For many years I have traveled across America, taking up the question of vocation. Over the miles I have visited seminaries from the East coast to the West coast, asking deans and presidents, “How do you understand vocation? How is it taught to your students?” Sometimes that question has grown out of an hour’s conversation in an office, sometimes over a day with the seminary’s faculty. Eerily, I have heard the same words most everywhere I have gone; that is, “What you’re saying is our theology, but we don’t teach that here.”
Because of the history woven into those conversations, there is always a common ground of honor and hope. I don’t enter in to end a relationship; rather I always want to deepen a friendship, and to find a way to do something together. Sometimes I have said, in response, “But I wonder who you imagine your students will pastor? Most people in most congregations spend most of their lives in their vocations—and you have no time to address that reality in the years you have them here?”
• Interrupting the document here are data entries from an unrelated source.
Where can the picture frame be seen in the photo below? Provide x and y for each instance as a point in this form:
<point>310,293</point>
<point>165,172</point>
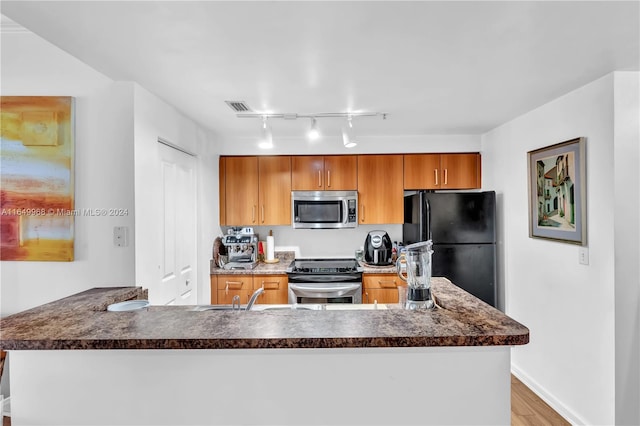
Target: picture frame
<point>557,192</point>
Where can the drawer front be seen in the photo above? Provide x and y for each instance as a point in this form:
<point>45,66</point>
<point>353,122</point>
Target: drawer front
<point>235,282</point>
<point>390,281</point>
<point>270,282</point>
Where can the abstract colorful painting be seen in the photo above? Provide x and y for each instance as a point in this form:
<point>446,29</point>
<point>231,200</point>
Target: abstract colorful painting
<point>36,178</point>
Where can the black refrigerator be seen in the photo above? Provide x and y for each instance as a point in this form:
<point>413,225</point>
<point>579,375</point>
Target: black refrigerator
<point>462,228</point>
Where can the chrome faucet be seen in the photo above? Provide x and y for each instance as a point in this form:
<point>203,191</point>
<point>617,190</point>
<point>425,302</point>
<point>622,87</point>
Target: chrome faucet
<point>253,298</point>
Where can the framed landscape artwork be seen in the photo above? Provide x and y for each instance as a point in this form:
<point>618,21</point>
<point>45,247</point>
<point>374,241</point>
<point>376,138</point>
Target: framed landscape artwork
<point>36,177</point>
<point>557,192</point>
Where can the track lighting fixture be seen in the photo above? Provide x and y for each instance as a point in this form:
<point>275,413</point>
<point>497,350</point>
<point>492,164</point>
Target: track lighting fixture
<point>266,140</point>
<point>313,134</point>
<point>348,135</point>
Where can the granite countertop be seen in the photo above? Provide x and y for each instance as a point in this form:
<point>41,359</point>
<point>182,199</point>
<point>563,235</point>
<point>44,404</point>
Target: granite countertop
<point>81,321</point>
<point>284,260</point>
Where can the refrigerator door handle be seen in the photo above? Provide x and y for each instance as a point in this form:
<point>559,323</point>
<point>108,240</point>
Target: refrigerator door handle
<point>428,220</point>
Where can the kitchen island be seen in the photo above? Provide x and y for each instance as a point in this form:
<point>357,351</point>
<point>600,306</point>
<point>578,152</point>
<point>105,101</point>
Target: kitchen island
<point>74,362</point>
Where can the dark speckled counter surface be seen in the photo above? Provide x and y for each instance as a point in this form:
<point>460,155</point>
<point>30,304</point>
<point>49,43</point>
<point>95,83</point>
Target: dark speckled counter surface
<point>81,321</point>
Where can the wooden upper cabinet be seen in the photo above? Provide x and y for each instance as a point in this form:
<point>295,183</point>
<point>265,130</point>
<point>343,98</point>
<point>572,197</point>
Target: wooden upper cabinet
<point>318,173</point>
<point>307,173</point>
<point>422,171</point>
<point>341,172</point>
<point>274,190</point>
<point>380,189</point>
<point>460,171</point>
<point>442,171</point>
<point>241,191</point>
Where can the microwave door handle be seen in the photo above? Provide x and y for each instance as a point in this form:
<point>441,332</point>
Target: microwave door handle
<point>345,212</point>
<point>324,289</point>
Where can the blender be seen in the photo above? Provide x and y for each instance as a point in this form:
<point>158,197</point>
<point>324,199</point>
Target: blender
<point>418,266</point>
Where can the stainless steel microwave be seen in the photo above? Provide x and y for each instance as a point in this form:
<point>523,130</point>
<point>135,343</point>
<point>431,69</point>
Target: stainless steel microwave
<point>324,209</point>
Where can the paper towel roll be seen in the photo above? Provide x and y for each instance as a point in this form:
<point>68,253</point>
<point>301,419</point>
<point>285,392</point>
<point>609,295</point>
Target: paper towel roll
<point>270,248</point>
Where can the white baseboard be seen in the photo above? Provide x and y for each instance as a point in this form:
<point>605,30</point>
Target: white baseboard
<point>547,397</point>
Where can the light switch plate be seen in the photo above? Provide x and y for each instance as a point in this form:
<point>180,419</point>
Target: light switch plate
<point>120,236</point>
<point>583,255</point>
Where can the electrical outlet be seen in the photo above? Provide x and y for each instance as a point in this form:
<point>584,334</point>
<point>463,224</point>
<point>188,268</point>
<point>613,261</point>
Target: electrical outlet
<point>583,255</point>
<point>120,236</point>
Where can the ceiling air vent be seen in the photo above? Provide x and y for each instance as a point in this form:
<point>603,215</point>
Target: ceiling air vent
<point>238,106</point>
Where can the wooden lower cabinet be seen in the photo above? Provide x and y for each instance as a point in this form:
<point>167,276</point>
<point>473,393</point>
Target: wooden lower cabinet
<point>234,285</point>
<point>380,295</point>
<point>382,288</point>
<point>224,287</point>
<point>276,288</point>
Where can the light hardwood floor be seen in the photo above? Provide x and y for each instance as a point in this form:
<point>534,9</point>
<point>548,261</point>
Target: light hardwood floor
<point>527,409</point>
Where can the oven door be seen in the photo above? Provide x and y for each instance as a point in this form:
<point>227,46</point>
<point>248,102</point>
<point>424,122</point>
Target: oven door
<point>324,293</point>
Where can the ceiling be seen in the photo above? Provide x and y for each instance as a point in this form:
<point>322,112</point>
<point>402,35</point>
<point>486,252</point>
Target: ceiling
<point>435,67</point>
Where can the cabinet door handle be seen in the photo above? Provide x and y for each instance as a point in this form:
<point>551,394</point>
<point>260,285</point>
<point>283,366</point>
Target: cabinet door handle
<point>233,284</point>
<point>270,285</point>
<point>387,283</point>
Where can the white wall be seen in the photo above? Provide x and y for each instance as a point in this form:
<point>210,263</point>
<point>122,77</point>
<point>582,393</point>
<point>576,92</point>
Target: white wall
<point>569,308</point>
<point>627,251</point>
<point>103,172</point>
<point>156,119</point>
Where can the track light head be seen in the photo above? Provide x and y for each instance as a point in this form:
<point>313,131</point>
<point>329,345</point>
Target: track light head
<point>313,134</point>
<point>348,136</point>
<point>266,139</point>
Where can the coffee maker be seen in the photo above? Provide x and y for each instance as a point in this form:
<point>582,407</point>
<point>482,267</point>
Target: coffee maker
<point>242,249</point>
<point>378,249</point>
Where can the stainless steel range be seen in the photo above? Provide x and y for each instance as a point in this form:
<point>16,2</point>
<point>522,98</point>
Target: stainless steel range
<point>325,281</point>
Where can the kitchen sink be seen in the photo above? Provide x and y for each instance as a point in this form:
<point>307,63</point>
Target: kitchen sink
<point>305,307</point>
<point>298,307</point>
<point>201,308</point>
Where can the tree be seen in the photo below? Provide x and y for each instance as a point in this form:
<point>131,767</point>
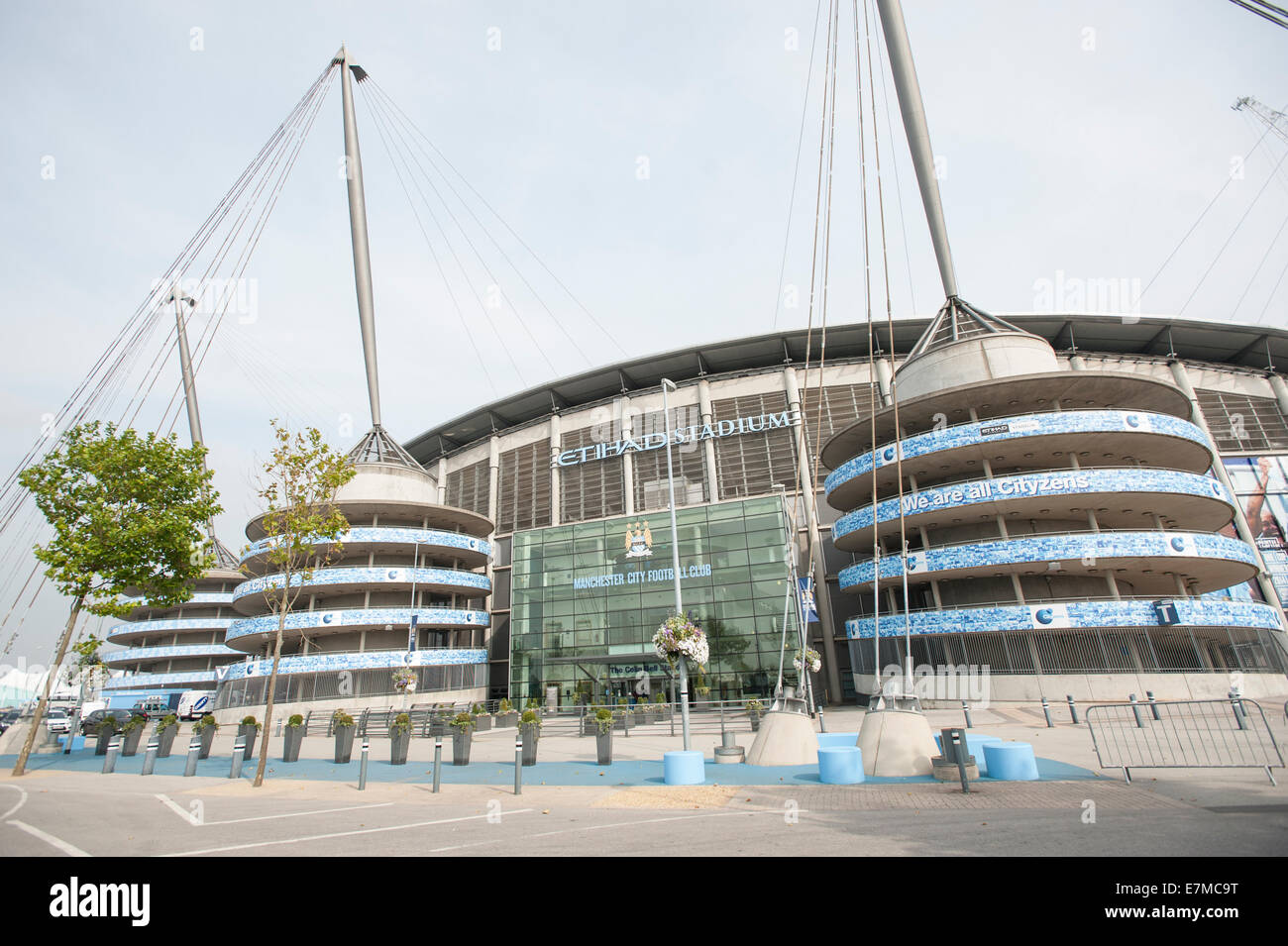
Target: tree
<point>303,525</point>
<point>128,514</point>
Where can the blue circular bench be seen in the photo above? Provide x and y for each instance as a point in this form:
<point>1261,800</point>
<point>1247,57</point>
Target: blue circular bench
<point>840,765</point>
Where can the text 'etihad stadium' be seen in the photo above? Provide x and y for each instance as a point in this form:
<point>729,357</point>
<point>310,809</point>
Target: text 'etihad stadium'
<point>681,435</point>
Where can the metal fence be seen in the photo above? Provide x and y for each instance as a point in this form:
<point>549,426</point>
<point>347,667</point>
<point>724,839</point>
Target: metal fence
<point>1184,734</point>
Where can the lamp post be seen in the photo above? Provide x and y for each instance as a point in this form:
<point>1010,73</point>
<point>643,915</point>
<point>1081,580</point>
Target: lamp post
<point>675,562</point>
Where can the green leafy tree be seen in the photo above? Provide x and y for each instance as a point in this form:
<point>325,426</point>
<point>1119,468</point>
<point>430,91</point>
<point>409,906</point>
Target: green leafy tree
<point>128,512</point>
<point>304,527</point>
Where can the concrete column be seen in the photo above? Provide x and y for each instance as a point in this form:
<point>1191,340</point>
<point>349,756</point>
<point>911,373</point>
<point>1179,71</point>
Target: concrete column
<point>626,430</point>
<point>815,543</point>
<point>708,447</point>
<point>1183,379</point>
<point>493,482</point>
<point>555,437</point>
<point>883,378</point>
If the story ended there, it would be one thing. But as ideas have legs, so does a curriculum. Not a week goes by that I don’t talk to someone whose life is immersed in the marketplace—and here I am using the word to cover a range of vocations, from business to politics, from agriculture to education, from journalism to medicine, from law to the arts, from building trades to architecture, and on and on and on. Everywhere I go I hear the longing folk have to see the work of their hands as integrally connected to the work of God. And usually that longing is bound up with the sadness that the Church doesn’t seem to understand; even more pointedly, that pastors don’t seem to understand.
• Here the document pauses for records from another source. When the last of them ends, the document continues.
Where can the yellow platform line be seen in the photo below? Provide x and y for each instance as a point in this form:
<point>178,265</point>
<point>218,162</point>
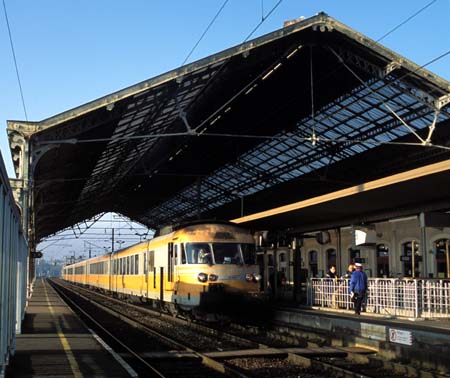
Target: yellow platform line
<point>72,361</point>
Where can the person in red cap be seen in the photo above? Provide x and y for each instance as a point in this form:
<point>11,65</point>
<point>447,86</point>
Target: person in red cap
<point>358,287</point>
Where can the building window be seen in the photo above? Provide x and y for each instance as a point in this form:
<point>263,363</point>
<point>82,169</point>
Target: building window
<point>382,260</point>
<point>331,258</point>
<point>408,261</point>
<point>313,255</point>
<point>441,246</point>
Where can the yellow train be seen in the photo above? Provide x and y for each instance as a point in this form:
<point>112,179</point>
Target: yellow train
<point>201,268</point>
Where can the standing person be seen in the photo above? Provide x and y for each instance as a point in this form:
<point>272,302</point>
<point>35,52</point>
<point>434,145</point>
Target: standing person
<point>358,287</point>
<point>331,272</point>
<point>350,270</point>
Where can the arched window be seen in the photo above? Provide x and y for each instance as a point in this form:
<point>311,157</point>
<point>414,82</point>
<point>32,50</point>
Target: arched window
<point>382,260</point>
<point>313,255</point>
<point>408,259</point>
<point>331,258</point>
<point>441,246</point>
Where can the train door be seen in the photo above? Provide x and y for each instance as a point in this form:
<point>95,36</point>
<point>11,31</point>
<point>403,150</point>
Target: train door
<point>171,256</point>
<point>146,273</point>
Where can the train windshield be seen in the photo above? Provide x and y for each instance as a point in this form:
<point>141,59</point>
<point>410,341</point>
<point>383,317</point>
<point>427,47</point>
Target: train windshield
<point>249,254</point>
<point>227,253</point>
<point>220,253</point>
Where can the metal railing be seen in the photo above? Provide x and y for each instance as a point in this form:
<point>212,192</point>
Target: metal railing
<point>397,297</point>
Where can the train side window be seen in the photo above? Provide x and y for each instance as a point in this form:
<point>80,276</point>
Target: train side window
<point>151,260</point>
<point>145,262</point>
<point>183,254</point>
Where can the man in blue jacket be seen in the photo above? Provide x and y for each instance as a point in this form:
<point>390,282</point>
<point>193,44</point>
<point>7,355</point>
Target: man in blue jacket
<point>358,287</point>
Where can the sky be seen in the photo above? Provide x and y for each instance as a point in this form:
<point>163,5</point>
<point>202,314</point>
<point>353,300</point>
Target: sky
<point>71,52</point>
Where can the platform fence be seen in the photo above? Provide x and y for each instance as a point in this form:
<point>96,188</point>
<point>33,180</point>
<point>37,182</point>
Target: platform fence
<point>396,297</point>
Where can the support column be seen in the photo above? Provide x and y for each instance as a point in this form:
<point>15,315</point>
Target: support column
<point>19,134</point>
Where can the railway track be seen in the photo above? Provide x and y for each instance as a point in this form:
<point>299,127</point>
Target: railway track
<point>189,347</point>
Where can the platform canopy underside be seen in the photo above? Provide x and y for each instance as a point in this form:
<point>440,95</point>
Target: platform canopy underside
<point>241,130</point>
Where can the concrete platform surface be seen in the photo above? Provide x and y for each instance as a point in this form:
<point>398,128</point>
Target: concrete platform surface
<point>55,343</point>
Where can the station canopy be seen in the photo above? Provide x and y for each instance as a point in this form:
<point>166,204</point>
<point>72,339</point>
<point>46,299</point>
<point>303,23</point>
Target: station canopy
<point>309,109</point>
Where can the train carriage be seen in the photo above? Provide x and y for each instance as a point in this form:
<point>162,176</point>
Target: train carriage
<point>196,268</point>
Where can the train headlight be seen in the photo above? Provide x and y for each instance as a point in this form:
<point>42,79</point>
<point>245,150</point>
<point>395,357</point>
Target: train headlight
<point>249,277</point>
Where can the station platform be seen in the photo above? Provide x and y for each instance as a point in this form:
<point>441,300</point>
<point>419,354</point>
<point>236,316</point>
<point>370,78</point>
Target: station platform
<point>55,343</point>
<point>423,344</point>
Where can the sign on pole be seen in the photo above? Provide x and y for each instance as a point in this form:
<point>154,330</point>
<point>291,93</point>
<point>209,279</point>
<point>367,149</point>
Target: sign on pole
<point>400,337</point>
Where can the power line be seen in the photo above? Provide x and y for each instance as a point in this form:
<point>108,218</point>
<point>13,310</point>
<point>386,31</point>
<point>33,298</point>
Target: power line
<point>206,30</point>
<point>263,19</point>
<point>404,22</point>
<point>15,60</point>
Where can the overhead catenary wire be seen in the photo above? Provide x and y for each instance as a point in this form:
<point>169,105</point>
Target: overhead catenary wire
<point>15,61</point>
<point>263,19</point>
<point>405,21</point>
<point>206,30</point>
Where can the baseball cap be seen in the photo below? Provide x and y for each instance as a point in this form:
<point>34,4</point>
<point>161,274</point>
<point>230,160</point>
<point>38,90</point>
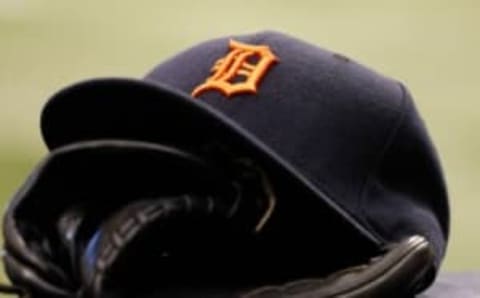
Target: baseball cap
<point>346,143</point>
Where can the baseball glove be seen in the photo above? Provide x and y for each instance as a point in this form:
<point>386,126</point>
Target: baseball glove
<point>132,219</point>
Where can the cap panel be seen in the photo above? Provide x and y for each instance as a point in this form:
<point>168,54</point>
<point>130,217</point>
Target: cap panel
<point>326,115</point>
<point>409,179</point>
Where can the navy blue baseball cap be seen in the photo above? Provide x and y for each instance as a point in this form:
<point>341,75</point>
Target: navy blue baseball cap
<point>338,137</point>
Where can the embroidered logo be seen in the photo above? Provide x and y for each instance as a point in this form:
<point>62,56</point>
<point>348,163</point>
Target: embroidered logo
<point>240,71</point>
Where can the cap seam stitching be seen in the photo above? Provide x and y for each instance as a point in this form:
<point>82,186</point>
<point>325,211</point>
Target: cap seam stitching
<point>370,224</point>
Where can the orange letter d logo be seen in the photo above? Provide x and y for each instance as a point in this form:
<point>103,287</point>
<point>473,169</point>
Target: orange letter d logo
<point>239,71</point>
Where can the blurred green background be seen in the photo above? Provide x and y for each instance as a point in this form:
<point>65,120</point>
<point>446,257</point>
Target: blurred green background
<point>431,45</point>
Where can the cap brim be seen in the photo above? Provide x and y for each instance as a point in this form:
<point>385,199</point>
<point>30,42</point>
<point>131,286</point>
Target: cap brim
<point>118,108</point>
One man I talked with this past year told me something of his life. For decades he has labored away in the business world, working hard, taking up increasingly complex tasks that involve people and money. Over the years he has given himself with honest humility to service in the churches where he has lived, and is a kind, loyal, thoughtful man (my reading of him, not his description of himself). With some pain, he said, “I’ve never had the sense that the pastor thought of someone like me when he was preparing his sermon. It always feels more like he imagines that people live in the church, not the world.”
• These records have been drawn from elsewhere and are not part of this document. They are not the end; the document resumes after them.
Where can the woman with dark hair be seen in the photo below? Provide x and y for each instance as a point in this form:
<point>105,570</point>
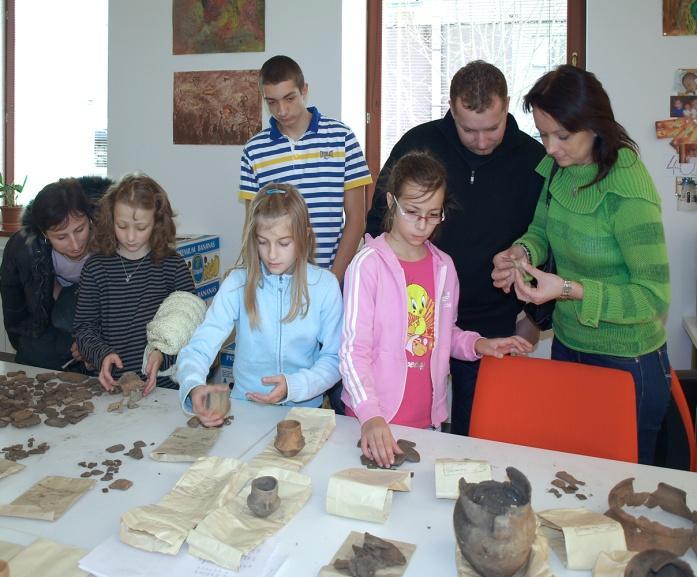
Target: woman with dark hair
<point>41,267</point>
<point>600,215</point>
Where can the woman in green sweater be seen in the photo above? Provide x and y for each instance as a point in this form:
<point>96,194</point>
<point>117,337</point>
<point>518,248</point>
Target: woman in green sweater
<point>603,224</point>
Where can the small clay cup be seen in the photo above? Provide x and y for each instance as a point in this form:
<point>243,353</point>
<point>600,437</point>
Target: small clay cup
<point>289,438</point>
<point>219,401</point>
<point>263,499</point>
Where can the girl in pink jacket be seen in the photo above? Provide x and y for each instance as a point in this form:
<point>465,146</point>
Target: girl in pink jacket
<point>400,308</point>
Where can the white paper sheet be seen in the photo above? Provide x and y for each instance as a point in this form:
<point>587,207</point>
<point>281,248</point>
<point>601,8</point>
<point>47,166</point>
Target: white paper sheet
<point>115,559</point>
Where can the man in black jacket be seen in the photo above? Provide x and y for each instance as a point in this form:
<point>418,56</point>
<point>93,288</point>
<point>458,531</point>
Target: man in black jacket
<point>492,193</point>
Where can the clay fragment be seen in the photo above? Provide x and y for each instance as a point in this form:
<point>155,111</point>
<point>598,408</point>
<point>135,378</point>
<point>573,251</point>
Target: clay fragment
<point>135,452</point>
<point>495,525</point>
<point>289,437</point>
<point>569,478</point>
<point>642,533</point>
<point>59,422</point>
<point>70,377</point>
<point>121,484</point>
<point>657,563</point>
<point>375,554</point>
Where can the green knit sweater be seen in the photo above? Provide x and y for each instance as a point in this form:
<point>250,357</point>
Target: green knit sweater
<point>608,237</point>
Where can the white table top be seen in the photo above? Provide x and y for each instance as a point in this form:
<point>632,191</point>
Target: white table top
<point>314,535</point>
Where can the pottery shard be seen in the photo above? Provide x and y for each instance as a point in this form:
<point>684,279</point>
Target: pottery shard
<point>121,484</point>
<point>642,533</point>
<point>72,377</point>
<point>135,452</point>
<point>30,422</point>
<point>495,525</point>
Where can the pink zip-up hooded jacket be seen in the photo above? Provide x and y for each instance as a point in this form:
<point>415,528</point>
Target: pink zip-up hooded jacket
<point>372,356</point>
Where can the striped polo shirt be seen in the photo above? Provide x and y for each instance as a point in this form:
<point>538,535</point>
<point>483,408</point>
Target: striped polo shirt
<point>326,161</point>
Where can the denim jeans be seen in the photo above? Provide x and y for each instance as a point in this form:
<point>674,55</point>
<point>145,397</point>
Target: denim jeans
<point>651,373</point>
<point>464,377</point>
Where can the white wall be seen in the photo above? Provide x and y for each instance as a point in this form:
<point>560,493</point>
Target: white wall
<point>202,181</point>
<point>636,64</point>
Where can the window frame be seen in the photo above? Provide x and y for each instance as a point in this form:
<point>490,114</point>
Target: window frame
<point>575,54</point>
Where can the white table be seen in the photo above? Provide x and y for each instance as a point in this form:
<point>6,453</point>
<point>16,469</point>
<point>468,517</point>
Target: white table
<point>313,536</point>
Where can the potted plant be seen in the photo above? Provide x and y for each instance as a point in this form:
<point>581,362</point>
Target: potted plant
<point>11,211</point>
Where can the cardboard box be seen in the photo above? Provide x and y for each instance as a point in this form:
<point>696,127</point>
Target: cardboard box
<point>202,256</point>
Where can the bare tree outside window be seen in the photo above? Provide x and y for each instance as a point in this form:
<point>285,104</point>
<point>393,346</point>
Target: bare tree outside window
<point>426,41</point>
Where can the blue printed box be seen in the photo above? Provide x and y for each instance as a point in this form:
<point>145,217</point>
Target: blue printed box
<point>202,256</point>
What are we to do? I refuse to be a cynic, and with Bono believe that “tearing a corner off of the darkness” is a good life. We can all be glad that Amy Sherman has passions and commitments that have taken her into this question with remarkable theological richness. Always attentive to both the biblical vision and to the challenges of ordinary life for Everyman and Everywoman, she has set forth a vision of vocation that is profoundly formed by the reality of the kingdom of God, telling stories of men and women from all over the world who see their lives and labor as callings, as integral to the missio Dei.
My hope is that we will never again pray, “Your kingdom come, your will be done on earth as it is in heaven,” without remembering Dr. Sherman’s very good work, calling all of us as she does to see our work as kingdom callings.